How to define dataloader from train/valid folders and name_func of file?

yonatan365 · April 19, 2020, 10:01am

Hi,

I’m trying to train a model on data. The data is in train, valid, and test folders. in each folders there is a bunch of image files. The label is in the name of the file.

I succeeded in making a dataloader from one of the folders using ImageDataLoaders.from_name_func, but want to have the validation set come from the valid folder instead of being some pct of the train set.

Anyone knows how to approach this?
I need something similar to GrandparentSplitter I guess, but for the parent folder, not the grandparent.

Thanks!

yonatan365 · April 19, 2020, 10:19am

I want to add that I tried hacking GrandparentSplitter for this, but didn’t get very far. Here is the code for GPSplitter:

def GrandparentSplitter(train_name='train', valid_name='valid'):
    "Split `items` from the grand parent folder names (`train_name` and `valid_name`)."
    def _inner(o, **kwargs):
        return _grandparent_idxs(o, train_name),_grandparent_idxs(o, valid_name)
    return _inner

and I can’t understand what it does, or where the _grandparent_idxs object is defined…

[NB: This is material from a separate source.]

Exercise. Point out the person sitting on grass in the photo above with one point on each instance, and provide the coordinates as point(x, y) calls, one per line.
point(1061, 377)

yonatan365 · April 19, 2020, 1:28pm

Apparently, Jupyter notebooks don’t show that function but I found it in the source code using pycharm. Here is the missing piece:

def _grandparent_idxs(items, name):
    def _inner(items, name): return mask2idxs(Path(o).parent.parent.name == name for o in items)
    return [i for n in L(name) for i in _inner(items,n)]

So now I can probably make my ParentSplitter by removing one ‘parent’ call in the function above.

vferrer · April 19, 2020, 4:17pm

I don’t usually use ImageDataLoaders. I find Datablock api to be very easy and extremely versatile . In this case, you could do it with DataBlock api. See muellerzr vision course for examples in how to use ImageDataLoader, DataBlock and Dataset apis.

DLegor · April 22, 2022, 9:02am

Hey @yonatan365, I hope you solved your problem, one option is to use DataBlock api and function Func Splitter, something like this:

your_dls = DataBlock(blocks = (ImageBlock, CategoryBlock),
                   get_items = partial(get_image_files,folders=['Train','Validation']),
                   get_y     = Yout_Func_Here,
                   splitter  = FuncSplitter(lambda s: Path(s).parent.name == 'Validation'),
                   item_tfms=Resize(256),
                   batch_tfms=aug_transforms())

An option to test it works well, before creating your dataloaders you can run something like this:

Data_Test=get_image_files(your_folder_path,folders=['Train','Validation'])
fun_test=FuncSplitter(lambda s: Path(s).parent.name == 'Validation')
fun_test(Data_Test)
~~